En total, la documentación oficial registra a mil 170 adolescentes privados de libertad preventiva en ese lapso. Los datos aportan detalles sobre la distribución por unidad, el sexo de las personas internadas y las causas más frecuentes que llevan a un juez especializado en justicia para adolescentes a ordenar la medida. Este artículo condensa esa información y explica el marco jurídico que pone límites temporales y de edad a la imposición de la medida.

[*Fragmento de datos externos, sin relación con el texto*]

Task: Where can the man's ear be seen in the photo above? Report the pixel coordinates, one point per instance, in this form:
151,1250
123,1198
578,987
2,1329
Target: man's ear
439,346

Delitos que motivan el internamiento
Los expedientes muestran que los casos vinculados a la violencia y la delincuencia organizada concentran la mayoría de las medidas de prisión preventiva para menores. Entre los ilícitos que aparecen con mayor frecuencia están el robo agravado, la venta de droga (registrada como delitos contra la salud), el homicidio doloso y la privación de la libertad. A este núcleo se suman conductas como la portación de arma de fuego, el secuestro y la extorsión. Las autoridades subrayan que la medida cautelar no se aplica de forma indiscriminada, sino en circunstancias que la ley clasifica como de alto riesgo para la seguridad pública.
Distribución por unidades especializadas
La Ciudad de México dispone de cuatro centros especializados para adolescentes. El que concentra más ingresos es el Centro Especializado de Internamiento Preventivo para Adolescentes ubicado en la colonia Narvarte, donde se registra la mayor parte de los casos de varones: 840 ingresos en el periodo analizado. En este centro suelen llegar jóvenes vinculados a delitos como el robo agravado, el homicidio, el secuestro, la extorsión y la portación de arma de fuego. La distribución operativa de las unidades permite observar concentraciones temáticas según el tipo de ilícito y el sexo de las personas internadas.
Centros para mujeres y San Fernando
El Centro Especializado para Mujeres Adolescentes registró un ingreso menor en comparación con los varones: 65 adolescentes fueron internadas con medidas cautelares, principalmente por robo agravado y delitos contra la salud. Por su parte, el Centro Especializado de San Fernando recibió 134 adolescentes; en ese recinto destaca una incidencia notable por homicidio doloso, con un punto máximo en 2026 según los reportes. Estos números permiten dimensionar no sólo el volumen sino también las variaciones temporales y por tipo de delito en las distintas unidades.
Marco legal, límites y salvaguardas
El régimen que regula la medida se encuentra en la Ley Nacional del Sistema Integral de Justicia Penal para Adolescentes, y en particular el artículo 122 establece reglas claras sobre su aplicación. La norma permite imponer el internamiento preventivo a partir de los 14 años y fija un plazo máximo de cinco meses para que la medida se mantenga sin una sentencia definitiva. Ese tope temporal busca evitar que el encierro antes de una resolución judicial se convierta en una situación de indefinición prolongada.
Qué ocurre si no hay sentencia en cinco meses
Cuando el plazo de cinco meses expira sin que exista una resolución condenatoria, el Ministerio Público está obligado a solicitar una alternativa distinta a la prisión preventiva; en esos casos el adolescente debe reanudar su proceso en libertad, aunque sujeto a otras restricciones que el juez determine. Esta obligación funciona como una salvaguarda procesal para equilibrar la protección de la sociedad con los derechos de quienes aún están en desarrollo.
Implicaciones y discusión pública
Más allá de las cifras, el registro de mil 170 adolescentes internados entre 2026 y 2026 abre la conversación sobre prioridades: la necesidad de políticas de prevención, la especialización de jueces y centros, y la evaluación constante de las medidas cautelares. Los datos de la PNT no detallan la duración individual de los internamientos, lo que plantea preguntas sobre seguimiento, reinserción y la información pública para evaluar resultados. El balance oficial exige tanto control judicial como programas que eviten la reincidencia y respeten el marco normativo diseñado para menores.